Batch Validation Architecture

Running an accessibility engine against one URL at a time is a solved problem; running it against forty thousand routes on every merge — without flooding CI runners, leaking browser sessions, or emitting reports that no two workers shape the same way — is not. The specific obstacle this page solves is throughput at deterministic cost: how to fan a large route set out across a pool of headless workers, keep the queue from starving or stampeding, and reassemble heterogeneous engine output into a single schema-valid dataset before anything downstream touches it. Get the boundaries wrong and you inherit the classic failure signature of naive parallel scanning — nondeterministic pass rates, out-of-memory kills on the crawl host, and violation counts that drift run to run because two shards evaluated the same component in different DOM states.

This guide is part of the broader Automated Scanning & Dynamic Content Ingestion strategy, and it assumes you have already settled the single-page mechanics documented there. Where that parent guide establishes how one page is driven to a stable DOM and evaluated, this page establishes how thousands of those evaluations are coordinated — the ingestion contract, the queue, the worker lifecycle, and the aggregation gate. It decouples URL ingestion from DOM evaluation so that traversal tuning, rule configuration, and result normalization can each scale and fail independently.

Prerequisites and Environment Context

Batch validation is infrastructure code, and version drift between the crawl host and CI runners is the most common source of irreproducible results.

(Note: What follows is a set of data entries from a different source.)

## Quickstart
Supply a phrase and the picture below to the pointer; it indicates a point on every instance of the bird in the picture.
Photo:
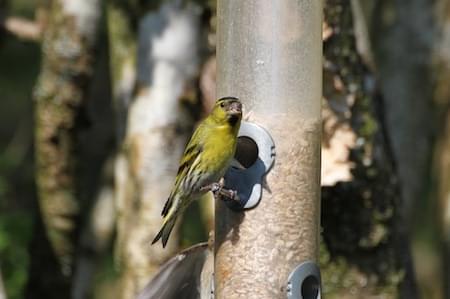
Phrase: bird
(205, 160)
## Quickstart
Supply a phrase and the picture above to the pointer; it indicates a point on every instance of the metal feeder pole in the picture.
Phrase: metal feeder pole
(270, 56)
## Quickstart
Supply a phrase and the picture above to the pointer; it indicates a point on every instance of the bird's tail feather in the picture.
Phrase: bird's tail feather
(164, 233)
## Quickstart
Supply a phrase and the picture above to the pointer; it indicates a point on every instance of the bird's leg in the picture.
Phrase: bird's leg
(220, 192)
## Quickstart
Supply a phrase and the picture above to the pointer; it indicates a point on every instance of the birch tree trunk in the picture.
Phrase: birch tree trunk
(158, 125)
(366, 251)
(68, 50)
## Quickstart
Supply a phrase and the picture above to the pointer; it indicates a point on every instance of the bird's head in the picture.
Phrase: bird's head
(227, 109)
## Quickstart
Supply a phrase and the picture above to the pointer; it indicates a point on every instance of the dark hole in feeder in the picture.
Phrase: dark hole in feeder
(246, 151)
(310, 287)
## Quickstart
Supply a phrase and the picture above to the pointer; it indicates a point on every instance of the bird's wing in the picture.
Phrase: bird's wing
(192, 152)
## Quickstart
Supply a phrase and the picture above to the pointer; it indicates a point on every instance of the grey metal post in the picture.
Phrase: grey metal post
(270, 56)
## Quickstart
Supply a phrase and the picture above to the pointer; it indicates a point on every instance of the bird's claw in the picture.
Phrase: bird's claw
(220, 192)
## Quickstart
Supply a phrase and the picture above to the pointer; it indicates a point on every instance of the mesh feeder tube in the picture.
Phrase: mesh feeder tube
(269, 56)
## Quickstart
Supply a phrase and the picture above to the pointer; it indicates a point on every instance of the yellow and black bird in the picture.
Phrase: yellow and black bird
(205, 160)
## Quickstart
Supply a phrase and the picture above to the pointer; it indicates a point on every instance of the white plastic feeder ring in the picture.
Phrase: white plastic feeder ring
(255, 151)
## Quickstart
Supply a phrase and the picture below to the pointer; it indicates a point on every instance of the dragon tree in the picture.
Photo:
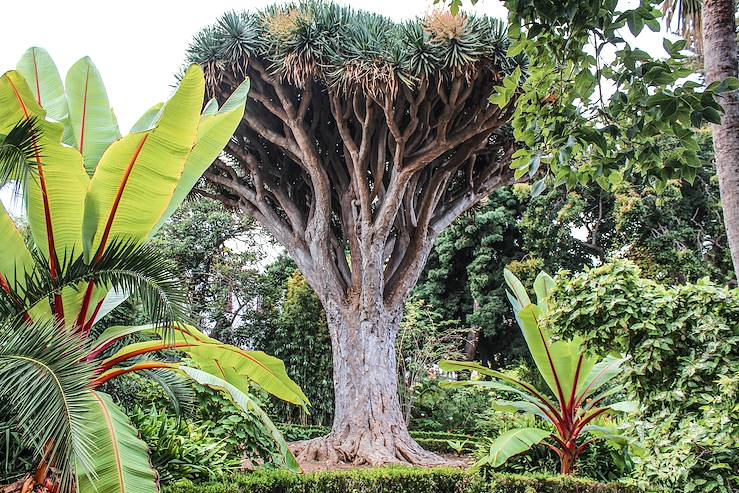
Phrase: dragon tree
(363, 139)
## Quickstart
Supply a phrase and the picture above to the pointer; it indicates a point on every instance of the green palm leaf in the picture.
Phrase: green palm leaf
(47, 390)
(17, 152)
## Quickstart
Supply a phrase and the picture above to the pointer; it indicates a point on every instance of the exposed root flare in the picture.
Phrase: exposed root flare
(367, 448)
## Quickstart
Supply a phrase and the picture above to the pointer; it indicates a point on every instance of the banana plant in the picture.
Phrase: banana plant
(92, 199)
(578, 386)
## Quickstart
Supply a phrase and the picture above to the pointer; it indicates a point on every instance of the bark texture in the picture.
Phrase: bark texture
(357, 182)
(720, 62)
(368, 427)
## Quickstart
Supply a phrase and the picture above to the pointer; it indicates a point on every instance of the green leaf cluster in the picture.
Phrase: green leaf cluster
(683, 348)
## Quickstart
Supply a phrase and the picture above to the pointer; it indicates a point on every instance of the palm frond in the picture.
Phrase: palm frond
(179, 390)
(46, 388)
(688, 15)
(125, 265)
(17, 151)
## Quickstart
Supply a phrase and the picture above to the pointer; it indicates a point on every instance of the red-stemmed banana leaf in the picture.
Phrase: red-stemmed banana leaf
(55, 193)
(90, 116)
(245, 402)
(235, 365)
(120, 463)
(39, 70)
(147, 164)
(512, 443)
(215, 128)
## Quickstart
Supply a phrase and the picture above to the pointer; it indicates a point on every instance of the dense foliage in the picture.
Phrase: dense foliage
(93, 198)
(683, 343)
(398, 480)
(579, 387)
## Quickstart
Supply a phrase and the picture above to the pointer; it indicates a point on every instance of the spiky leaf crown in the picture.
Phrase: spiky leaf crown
(347, 48)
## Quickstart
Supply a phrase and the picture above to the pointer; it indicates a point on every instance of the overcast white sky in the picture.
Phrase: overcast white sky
(138, 45)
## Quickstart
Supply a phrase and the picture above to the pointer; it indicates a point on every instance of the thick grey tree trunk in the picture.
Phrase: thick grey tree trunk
(720, 62)
(369, 426)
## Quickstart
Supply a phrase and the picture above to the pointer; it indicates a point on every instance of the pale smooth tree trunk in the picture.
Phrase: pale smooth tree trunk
(720, 62)
(369, 426)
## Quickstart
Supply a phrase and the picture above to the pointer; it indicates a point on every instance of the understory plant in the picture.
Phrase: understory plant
(579, 385)
(92, 199)
(683, 366)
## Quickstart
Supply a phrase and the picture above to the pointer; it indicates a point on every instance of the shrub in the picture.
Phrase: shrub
(397, 480)
(683, 343)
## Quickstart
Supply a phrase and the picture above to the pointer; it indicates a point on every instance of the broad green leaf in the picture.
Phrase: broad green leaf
(600, 374)
(55, 193)
(148, 120)
(238, 366)
(543, 285)
(535, 395)
(514, 442)
(570, 364)
(538, 340)
(214, 131)
(146, 164)
(516, 406)
(235, 365)
(90, 116)
(121, 460)
(43, 78)
(249, 405)
(519, 291)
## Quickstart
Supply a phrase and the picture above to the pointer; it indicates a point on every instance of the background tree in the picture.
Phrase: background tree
(463, 279)
(675, 236)
(299, 335)
(363, 141)
(217, 252)
(720, 63)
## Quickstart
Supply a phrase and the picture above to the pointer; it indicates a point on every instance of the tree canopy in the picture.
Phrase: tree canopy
(359, 128)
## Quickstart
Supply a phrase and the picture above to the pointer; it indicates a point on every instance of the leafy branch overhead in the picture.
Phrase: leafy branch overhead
(593, 106)
(360, 129)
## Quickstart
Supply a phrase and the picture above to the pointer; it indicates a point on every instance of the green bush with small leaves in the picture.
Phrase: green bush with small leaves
(683, 367)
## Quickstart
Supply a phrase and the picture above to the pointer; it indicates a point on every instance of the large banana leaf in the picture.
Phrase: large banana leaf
(247, 404)
(235, 365)
(600, 374)
(524, 390)
(56, 197)
(214, 130)
(55, 193)
(92, 121)
(136, 178)
(512, 443)
(121, 460)
(39, 70)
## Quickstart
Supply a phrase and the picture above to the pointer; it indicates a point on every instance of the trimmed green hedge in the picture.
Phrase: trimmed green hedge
(434, 441)
(395, 480)
(440, 445)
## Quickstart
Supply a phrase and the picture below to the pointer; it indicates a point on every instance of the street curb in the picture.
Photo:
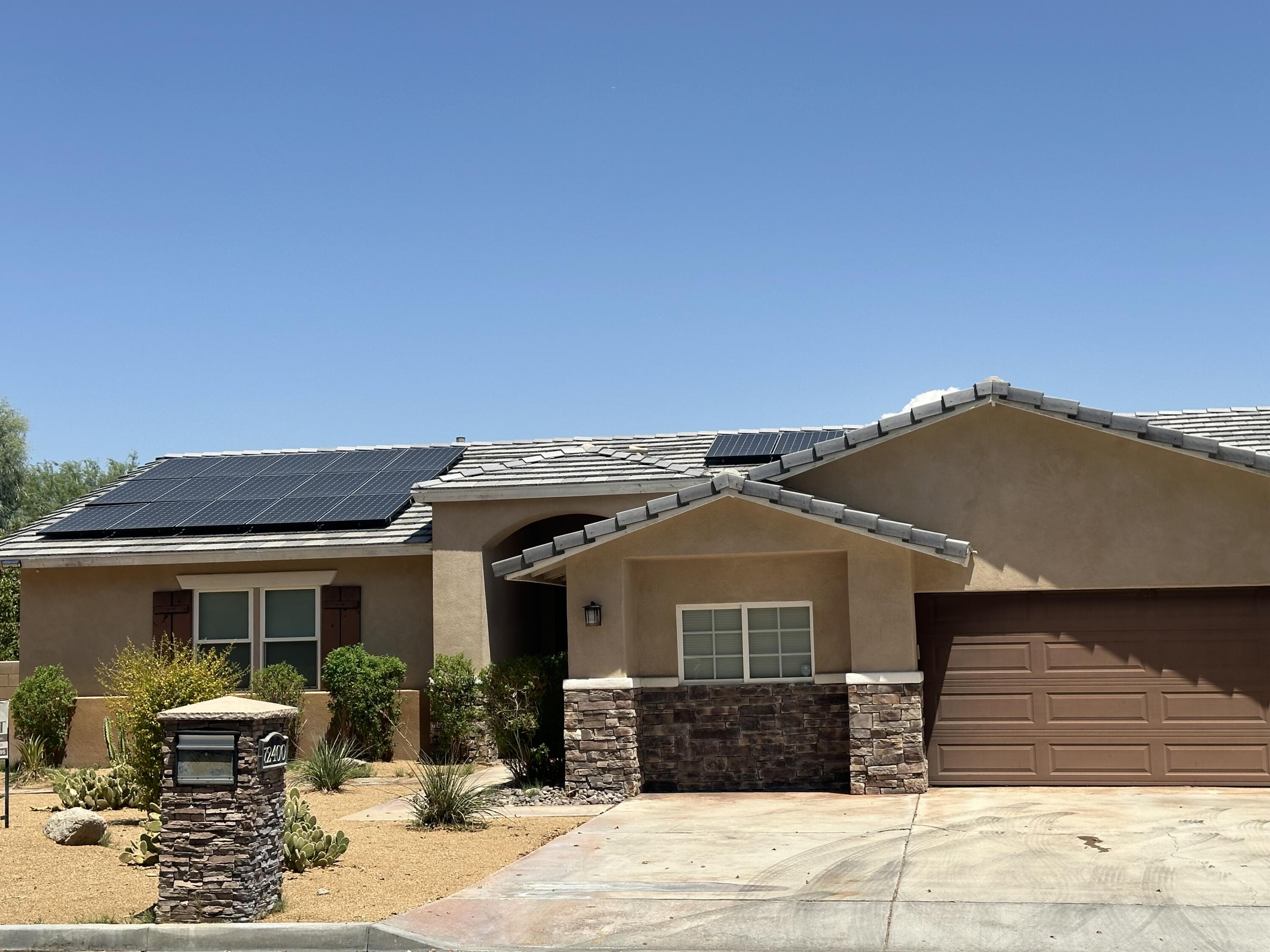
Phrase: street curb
(210, 937)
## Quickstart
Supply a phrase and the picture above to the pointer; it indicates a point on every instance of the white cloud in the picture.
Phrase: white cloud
(929, 396)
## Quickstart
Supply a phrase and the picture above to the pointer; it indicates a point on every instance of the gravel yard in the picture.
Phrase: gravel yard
(387, 870)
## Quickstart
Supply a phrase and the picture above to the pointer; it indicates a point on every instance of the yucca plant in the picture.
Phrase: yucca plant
(332, 765)
(33, 757)
(450, 796)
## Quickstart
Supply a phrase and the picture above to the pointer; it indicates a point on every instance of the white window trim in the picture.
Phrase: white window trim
(315, 639)
(251, 625)
(745, 640)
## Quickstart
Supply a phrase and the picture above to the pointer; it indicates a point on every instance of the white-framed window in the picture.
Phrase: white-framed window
(290, 629)
(225, 621)
(746, 641)
(290, 626)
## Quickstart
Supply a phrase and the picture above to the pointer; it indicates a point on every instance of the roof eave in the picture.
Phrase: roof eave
(550, 490)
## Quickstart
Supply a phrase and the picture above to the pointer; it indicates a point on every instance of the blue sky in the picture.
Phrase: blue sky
(289, 225)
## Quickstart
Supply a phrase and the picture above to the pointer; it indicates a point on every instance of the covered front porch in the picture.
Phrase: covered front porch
(741, 641)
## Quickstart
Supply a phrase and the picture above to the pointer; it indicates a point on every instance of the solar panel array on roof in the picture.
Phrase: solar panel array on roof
(762, 447)
(263, 492)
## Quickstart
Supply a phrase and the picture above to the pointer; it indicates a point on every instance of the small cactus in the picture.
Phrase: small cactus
(145, 851)
(115, 789)
(304, 843)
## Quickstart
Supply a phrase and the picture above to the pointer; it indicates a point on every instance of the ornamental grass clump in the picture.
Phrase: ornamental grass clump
(141, 682)
(42, 709)
(332, 765)
(451, 796)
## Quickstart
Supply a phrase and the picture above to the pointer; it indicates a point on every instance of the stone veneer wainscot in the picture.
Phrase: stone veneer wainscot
(858, 735)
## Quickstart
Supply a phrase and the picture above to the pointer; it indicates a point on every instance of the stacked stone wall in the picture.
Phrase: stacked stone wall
(887, 748)
(221, 848)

Pin the following before implementing anything below:

Python 3.11+ for the orchestration layer. The examples use asyncio, dataclasses, and structured TaskGroup semantics available from 3.11.
A broker with visibility timeouts — Redis 7.x (used here via redis-py 5.x) or RabbitMQ 3.12+. The broker must support per-message TTL and dead-letter routing.
Playwright 1.44+ with pinned browser builds. Browser binaries must be identical across the crawl host and every CI runner; a Chromium minor bump can shift contrast rounding and target-size math enough to change violation counts. Cache ~/.cache/ms-playwright as a keyed CI artifact.
axe-core 4.9+ injected at runtime (never a preinstalled extension), configured exactly as your axe-core enterprise configuration prescribes so every worker evaluates the same rule set against the same tags.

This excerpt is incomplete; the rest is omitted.